The pretence that we tell people is that tea (or coffee) is better aerated, and the fire-hose of piping hot beverage straight between the eyes is integral to the process of making it taste awesome. Really it's about the experience of it and telling your friends. This is the vending machine I would like to make.
Also I have an idea for a restaurant.
Take 64 steaks, or better: 64 cows.
Divide the cows into two groups, 32 each, and name one heads and the other tails.
Flip a coin.
Whichever group of cows loses is butchered and the produce destroyed, rendered inedible.
Now take the winning group of 32 cows. Divide them in two. Flip a coin. 16 win, 16 are destroyed.

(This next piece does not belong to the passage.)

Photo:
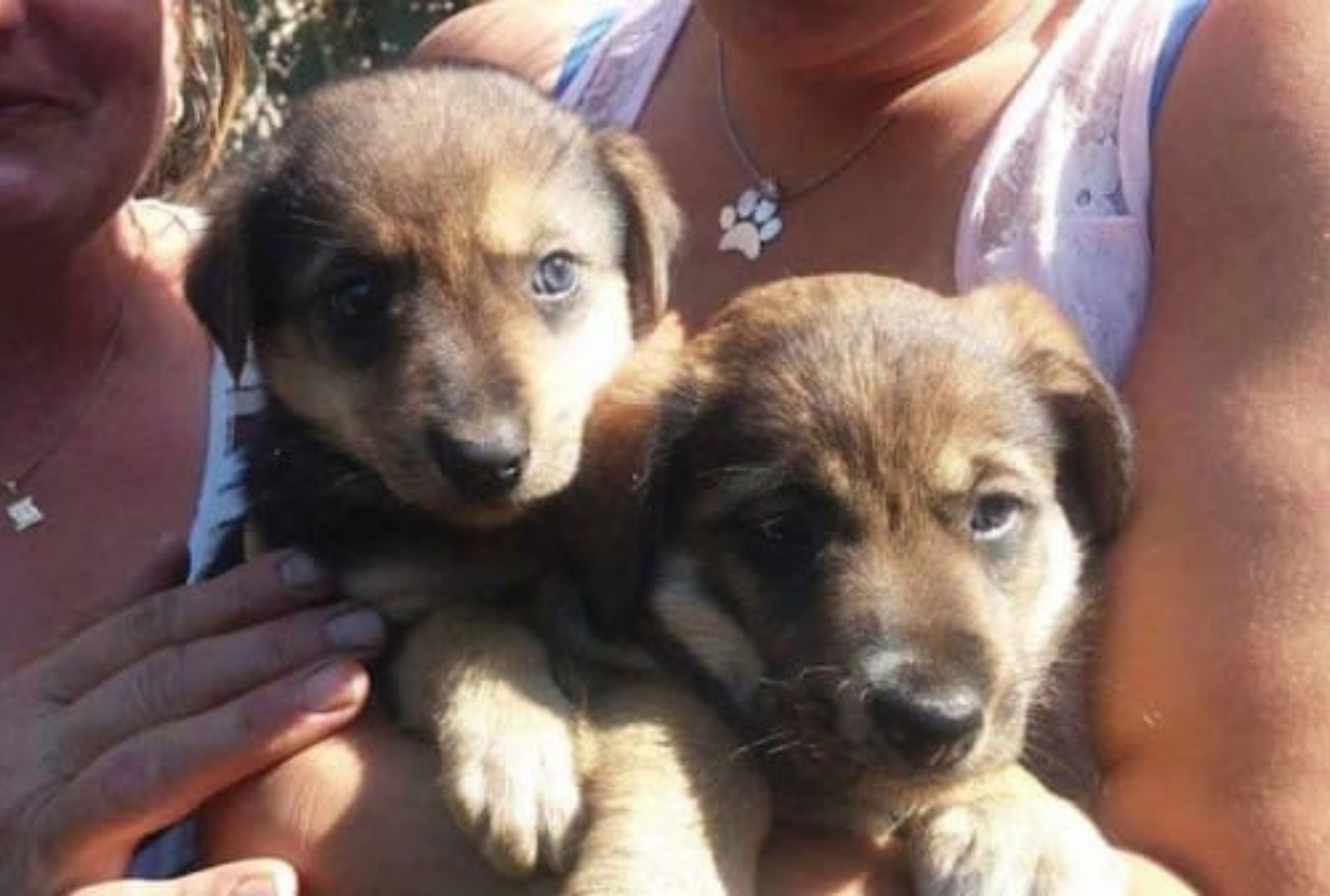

Repeat, repeat, repeat, you have 2 cows. Flip a coin, one wins, destroy the loser, make steaks out of the winner.
These steaks are from a lucky cow: it has won 6 times in a row, a winning steak from a winning streak.
By the magic of tapu - or, to put it another way, the Law of Association from the laws of magic - the lucky meat will carry with it the luck of the animal. By eating the lucky meat, the eater too becomes lucky. Imagine yourself being presented with, and eating, lucky meat, knowing that the meat has somehow been chosen, somehow won the lottery and ended up on your plate! Of course this is also a commentary on the wasteful nature of agro-industry, or maybe it's a commentary on what makes luxury items or the nature of scarcity and the tenuous non-existence of value, etc. Honestly it's about meat, when it comes down to it.
I think you could charge a lot more for lucky meat.
Some might argue that none of the cows are lucky.
A weblog by Matt Webb.
Korbo, Lorbo, Jeetbo.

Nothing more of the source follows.